Movies
Win Tickets to the ‘Royal Opera House’ THE RISE AND FALL OF THE CITY MAHAGONNY at The Tivoli in St. Louis
Experience the thrill of watching opera from the Royal Opera House in the comfort of the Tivoli Theater (6350 Delmar Boulevard, in The Loop, St. Louis, MO, 63130) thanks to the ‘Royal Opera House at The Tivoli Theater’ series
We Are Movie Geeks has teamed up with the Tivoli Theater for a special giveaway! We have five pairs of tickets (a $30 value) for the first installment of this year’s ‘Royal Opera House at The Tivoli Theater’ which will be THE RISE AND FALL OF THE CITY MAHAGONNY The date is next Sunday May 3rd and the show begins at 11am.
All you have to do is leave a comment below and tell us why you want free tickets – it’s so easy! We’ll contact the winners in a few days. Good luck!

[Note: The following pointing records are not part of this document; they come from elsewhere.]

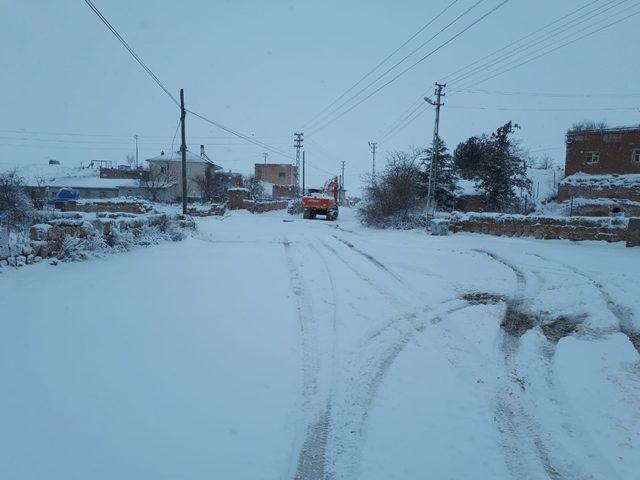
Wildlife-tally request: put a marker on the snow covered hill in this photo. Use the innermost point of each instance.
(270, 349)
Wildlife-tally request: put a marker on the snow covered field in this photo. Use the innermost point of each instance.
(271, 349)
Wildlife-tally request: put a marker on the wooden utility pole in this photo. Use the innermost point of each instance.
(342, 191)
(136, 139)
(373, 146)
(183, 151)
(431, 189)
(303, 179)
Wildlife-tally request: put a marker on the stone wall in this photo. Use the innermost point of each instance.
(565, 192)
(570, 228)
(129, 206)
(47, 237)
(633, 233)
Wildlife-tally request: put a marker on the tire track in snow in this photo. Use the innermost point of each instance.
(311, 454)
(521, 431)
(623, 315)
(369, 257)
(365, 369)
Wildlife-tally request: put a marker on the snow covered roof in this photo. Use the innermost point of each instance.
(580, 179)
(468, 187)
(595, 131)
(177, 157)
(92, 182)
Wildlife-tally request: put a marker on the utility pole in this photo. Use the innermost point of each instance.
(431, 195)
(136, 139)
(303, 172)
(183, 151)
(373, 146)
(342, 182)
(297, 144)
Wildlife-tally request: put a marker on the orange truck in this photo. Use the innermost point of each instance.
(322, 201)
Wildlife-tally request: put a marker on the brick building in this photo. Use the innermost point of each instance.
(603, 171)
(603, 152)
(276, 173)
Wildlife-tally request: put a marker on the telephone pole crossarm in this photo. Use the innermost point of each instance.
(431, 187)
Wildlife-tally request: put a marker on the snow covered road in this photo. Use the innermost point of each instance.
(271, 349)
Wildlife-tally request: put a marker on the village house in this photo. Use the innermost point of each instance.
(602, 172)
(166, 169)
(277, 173)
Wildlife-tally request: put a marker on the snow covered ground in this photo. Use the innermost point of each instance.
(265, 348)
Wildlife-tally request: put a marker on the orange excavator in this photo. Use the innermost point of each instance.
(322, 201)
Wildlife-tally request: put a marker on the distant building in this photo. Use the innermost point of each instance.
(276, 173)
(166, 169)
(603, 172)
(603, 152)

These operas are shown on the Tivoli’s big screen in their entirety, giving you the opportunity to enjoy the Royal Opera House and these critically acclaimed performances. The Royal Opera House is a major performing arts venue in Covent Garden, central London.

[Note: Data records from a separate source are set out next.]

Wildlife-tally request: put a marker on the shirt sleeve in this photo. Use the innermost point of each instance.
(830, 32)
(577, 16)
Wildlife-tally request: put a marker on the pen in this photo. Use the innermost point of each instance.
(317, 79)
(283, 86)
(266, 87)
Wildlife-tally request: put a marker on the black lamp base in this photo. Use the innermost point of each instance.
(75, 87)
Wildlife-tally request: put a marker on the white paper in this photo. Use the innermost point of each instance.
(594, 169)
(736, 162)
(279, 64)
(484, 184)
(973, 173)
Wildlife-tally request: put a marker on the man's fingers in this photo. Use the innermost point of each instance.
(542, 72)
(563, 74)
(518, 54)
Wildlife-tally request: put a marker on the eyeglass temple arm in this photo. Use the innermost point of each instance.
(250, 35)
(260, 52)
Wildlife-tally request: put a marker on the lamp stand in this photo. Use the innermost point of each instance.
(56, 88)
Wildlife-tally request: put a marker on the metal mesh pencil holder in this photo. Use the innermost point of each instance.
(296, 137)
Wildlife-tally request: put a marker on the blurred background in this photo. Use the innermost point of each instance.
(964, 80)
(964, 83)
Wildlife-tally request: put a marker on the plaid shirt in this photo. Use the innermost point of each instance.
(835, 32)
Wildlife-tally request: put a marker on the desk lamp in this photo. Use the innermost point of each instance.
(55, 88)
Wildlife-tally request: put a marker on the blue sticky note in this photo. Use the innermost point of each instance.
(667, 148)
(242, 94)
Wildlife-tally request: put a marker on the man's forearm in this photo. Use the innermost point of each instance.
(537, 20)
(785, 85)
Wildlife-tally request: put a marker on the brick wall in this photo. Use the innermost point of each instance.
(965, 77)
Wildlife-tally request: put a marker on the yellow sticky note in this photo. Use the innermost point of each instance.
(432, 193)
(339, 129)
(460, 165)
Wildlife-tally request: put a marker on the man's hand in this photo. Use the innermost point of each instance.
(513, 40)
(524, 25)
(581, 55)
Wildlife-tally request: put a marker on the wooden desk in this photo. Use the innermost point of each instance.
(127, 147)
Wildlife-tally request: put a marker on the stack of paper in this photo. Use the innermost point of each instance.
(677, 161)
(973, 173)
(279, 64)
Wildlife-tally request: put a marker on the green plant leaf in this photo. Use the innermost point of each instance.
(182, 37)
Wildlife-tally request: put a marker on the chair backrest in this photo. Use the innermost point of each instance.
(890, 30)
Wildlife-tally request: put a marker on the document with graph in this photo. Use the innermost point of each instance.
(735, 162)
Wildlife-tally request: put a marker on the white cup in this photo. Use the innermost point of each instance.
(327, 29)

Stay tuned for one more ‘Royal Opera House at The Tivoli Theater’ event in June. We Are Movie Geeks will have ticket giveaways for this:
June 28th – La Boheme
The Tivoli’s site can be found HERE
http://www.landmarktheatres.com/st-louis/tivoli-theatre
The three-year genesis of THE RISE AND FALL OF THE CITY MAHAGONNY spanned the entire partnership between Bertolt Brecht and Kurt Weill – one of the most fruitful and shortest musical collaborations of the 20th century. The great success of their first work together, the Mahagonny Songspiel (1927), encouraged the two to adapt it into a full-length opera. But progress stalled as the two men discovered their theories were developing in deeply divergent directions: Brecht eager to pursue the disjointed effect of his theories of epic theatre, Weill looking for ways to unify very different styles of music. Concerns from first the publishers and then producers over the work’s ‘depravity’ further increased the disruption. The riot at the opera’s premiere on 9 March 1930 was the beginning of the end of Weill’s career in Germany.

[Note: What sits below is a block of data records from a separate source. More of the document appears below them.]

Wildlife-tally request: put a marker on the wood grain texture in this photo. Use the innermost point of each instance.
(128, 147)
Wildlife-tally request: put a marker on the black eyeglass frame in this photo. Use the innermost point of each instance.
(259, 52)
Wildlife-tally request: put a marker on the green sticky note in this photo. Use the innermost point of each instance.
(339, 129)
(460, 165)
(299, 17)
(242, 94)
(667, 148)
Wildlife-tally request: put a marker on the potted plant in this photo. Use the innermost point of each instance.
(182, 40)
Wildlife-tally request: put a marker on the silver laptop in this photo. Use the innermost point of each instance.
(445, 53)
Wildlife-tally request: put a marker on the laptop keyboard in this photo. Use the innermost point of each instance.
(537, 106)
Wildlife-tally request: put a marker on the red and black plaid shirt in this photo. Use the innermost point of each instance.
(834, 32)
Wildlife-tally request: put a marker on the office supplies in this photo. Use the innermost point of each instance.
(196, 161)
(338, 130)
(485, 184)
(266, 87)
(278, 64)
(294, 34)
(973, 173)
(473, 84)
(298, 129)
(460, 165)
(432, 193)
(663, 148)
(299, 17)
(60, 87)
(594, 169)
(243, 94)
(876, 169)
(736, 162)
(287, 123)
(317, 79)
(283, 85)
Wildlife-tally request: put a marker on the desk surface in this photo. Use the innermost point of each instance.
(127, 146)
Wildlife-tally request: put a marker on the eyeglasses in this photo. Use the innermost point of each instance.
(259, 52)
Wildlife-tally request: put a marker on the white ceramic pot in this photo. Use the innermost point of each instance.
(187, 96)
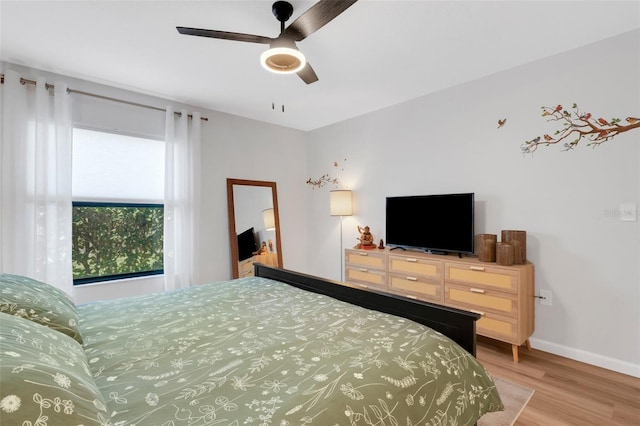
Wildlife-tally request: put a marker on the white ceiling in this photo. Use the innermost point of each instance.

The troubled development of THE RISE AND FALL OF THE CITY MAHAGONNYonly adds to the work’s extraordinary power as one of the most unsettling and provocative of all operas. This is Weill at his most brilliant and inventive, incorporating popular song in the ‘Alabama Song’ and neoclassicism in the terrifying ‘Hurricane fugue’. The Royal Opera’s Associate Director of Opera John Fulljames directs The Royal Opera’s first production of the work in collaboration with designer Es Devlin (Don Giovanni, Les Troyens). They focus on Brecht and Weill’s stinging critique of consumerism while finding new relevance in our insatiable depletion of the earth’s resources.